6) “1969” debut, 10 p.m. Tuesday, ABC. Last year, a CNN series called 1968 “the year that changed America.” After all, ’68 was when it all fell apart: Martin Luther King and Bobby Kennedy were killed, cities burned, Vietnam persisted. Now ABC starts a six-part look at the year that followed. The triumph of the July 20 moon landing is told in detail, alongside the Manson murders, Chappaquiddick, Woodstock, John Lennon’s “bed-ins” and the Stonewall Inn raid that sparked the drive for gay rights.
7) “Brockmire,” 10 p.m. Wednesday, IFC. Wednesdays have become the time for weird cable comedy. FX’s “What We Do In the Shadows” has a new episode at 10 p.m. (rerunning at 11) and reruns last week’s hilarious episode at 10:30. “Brockmire” has a harsher tone, rooted in the cynicism of its hero, a baseball sportscaster. Now we see where he gets it from, when his sister unearths the mom who abandoned them.
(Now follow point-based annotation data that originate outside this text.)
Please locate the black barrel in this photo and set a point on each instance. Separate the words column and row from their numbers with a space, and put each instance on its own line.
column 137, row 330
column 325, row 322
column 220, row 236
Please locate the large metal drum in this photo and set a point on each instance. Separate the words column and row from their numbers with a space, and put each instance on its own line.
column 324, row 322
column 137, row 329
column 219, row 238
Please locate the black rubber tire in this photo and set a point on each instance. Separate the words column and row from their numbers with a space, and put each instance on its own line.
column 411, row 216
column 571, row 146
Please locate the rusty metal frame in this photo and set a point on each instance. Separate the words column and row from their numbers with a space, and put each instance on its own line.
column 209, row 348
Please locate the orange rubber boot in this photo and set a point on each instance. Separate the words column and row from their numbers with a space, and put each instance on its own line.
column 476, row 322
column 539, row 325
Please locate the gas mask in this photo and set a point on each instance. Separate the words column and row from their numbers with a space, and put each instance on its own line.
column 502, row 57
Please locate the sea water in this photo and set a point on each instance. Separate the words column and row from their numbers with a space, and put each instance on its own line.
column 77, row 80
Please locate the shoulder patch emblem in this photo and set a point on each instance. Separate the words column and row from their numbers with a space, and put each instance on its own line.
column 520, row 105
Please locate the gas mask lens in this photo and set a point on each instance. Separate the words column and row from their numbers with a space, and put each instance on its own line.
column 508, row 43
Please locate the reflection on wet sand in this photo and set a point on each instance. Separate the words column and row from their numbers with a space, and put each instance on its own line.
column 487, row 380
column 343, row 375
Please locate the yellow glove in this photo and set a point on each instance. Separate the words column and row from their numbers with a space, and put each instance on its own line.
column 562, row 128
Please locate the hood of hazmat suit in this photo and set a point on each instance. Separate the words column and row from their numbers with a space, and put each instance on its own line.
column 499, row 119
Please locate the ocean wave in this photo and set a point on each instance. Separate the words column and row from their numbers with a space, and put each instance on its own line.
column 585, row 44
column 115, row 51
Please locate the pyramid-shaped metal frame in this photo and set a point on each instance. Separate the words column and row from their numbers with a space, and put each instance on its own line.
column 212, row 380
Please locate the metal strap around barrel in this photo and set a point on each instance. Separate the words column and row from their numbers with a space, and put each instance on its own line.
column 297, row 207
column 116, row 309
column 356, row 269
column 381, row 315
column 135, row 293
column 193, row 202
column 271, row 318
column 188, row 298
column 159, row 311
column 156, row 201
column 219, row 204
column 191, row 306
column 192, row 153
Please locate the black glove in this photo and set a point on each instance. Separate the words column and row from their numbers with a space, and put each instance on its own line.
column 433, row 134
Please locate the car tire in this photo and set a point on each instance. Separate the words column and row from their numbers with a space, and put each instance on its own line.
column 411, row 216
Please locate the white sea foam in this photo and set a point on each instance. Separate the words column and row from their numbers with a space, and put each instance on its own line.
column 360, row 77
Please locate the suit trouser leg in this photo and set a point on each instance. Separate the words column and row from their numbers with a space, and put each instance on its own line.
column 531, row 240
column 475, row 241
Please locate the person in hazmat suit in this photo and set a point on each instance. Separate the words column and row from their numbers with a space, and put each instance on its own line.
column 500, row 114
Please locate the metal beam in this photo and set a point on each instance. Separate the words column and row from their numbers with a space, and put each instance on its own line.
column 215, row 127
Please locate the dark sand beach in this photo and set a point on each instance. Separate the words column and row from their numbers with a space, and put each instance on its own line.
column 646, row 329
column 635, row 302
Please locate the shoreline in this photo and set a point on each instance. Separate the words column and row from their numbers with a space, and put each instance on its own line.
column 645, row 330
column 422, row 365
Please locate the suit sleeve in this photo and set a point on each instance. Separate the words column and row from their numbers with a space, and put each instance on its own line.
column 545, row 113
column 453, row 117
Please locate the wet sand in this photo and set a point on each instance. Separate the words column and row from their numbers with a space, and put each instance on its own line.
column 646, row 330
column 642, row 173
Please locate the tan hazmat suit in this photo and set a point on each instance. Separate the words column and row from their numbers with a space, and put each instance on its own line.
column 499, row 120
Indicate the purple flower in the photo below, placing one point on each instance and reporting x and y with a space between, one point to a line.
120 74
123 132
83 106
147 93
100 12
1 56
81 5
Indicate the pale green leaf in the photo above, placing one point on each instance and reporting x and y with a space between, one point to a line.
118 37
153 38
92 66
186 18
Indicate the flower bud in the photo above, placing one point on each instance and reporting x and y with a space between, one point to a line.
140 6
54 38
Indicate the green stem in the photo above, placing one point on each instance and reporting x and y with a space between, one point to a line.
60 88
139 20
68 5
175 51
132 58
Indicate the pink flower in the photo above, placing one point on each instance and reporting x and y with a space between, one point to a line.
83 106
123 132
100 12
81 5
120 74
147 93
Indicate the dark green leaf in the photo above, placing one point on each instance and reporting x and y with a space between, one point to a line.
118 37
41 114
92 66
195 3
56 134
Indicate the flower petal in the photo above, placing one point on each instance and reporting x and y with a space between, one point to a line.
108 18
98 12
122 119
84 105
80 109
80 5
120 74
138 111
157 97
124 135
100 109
She’s played by Linda Lavin, 81, in scenes that manage to be both fun and depressing.
8) Football draft, three days. CBS was planning to have the first championship game of the Alliance of American Football, on Saturday. Alas, the AAF has gone bankrupt, owing millions – some of it to CBS. Fortunately, football fans can obsess on the NFL draft … which, for the first time, is on both ABC and ESPN. They’ll have separate broadcasts from 8-11:30 p.m. Thursday (first round) and 7-11:30 p.m. Friday (second and third). A simulcast, from noon to 7 p.m. Saturday, catches the last four rounds..
9) “Love Takes Flight,” 9-11 p.m. Saturday, Hallmark. Yes, there are lots of movies on the Hallmark channels, many of them pleasantly interchangeable. But this is different; it’s under the “Hallmark Hall of Fame” banner, which goes all the way back to 1951 and has won piles of awards. These films have fewer commercials and more quality. Tonight, a doctor (Nikki DeLoach) is running her hospital and caring for her ill daughter. Then an emergency-medicine pilot (Jeff Hephner) broadens her world.
10) “The Son” season-opener, 9 p.m. Saturday, AMC, rerunning at 10:05. Sprawling across the Tex-Mex border, this hour leaps between 1852, 1915 and even 1988. A young Eli (who grew up with his American Indian captors) leads their raid … An old Eli (Pierce Brosnan) has been looking for his son Peter, who rescued a neighbor when Eli attacked her home … And Peter’s daughter is a matriarch. All reflect the slow pace of a western – and the deadly intensity that seems to infect anyone in Eli’s life.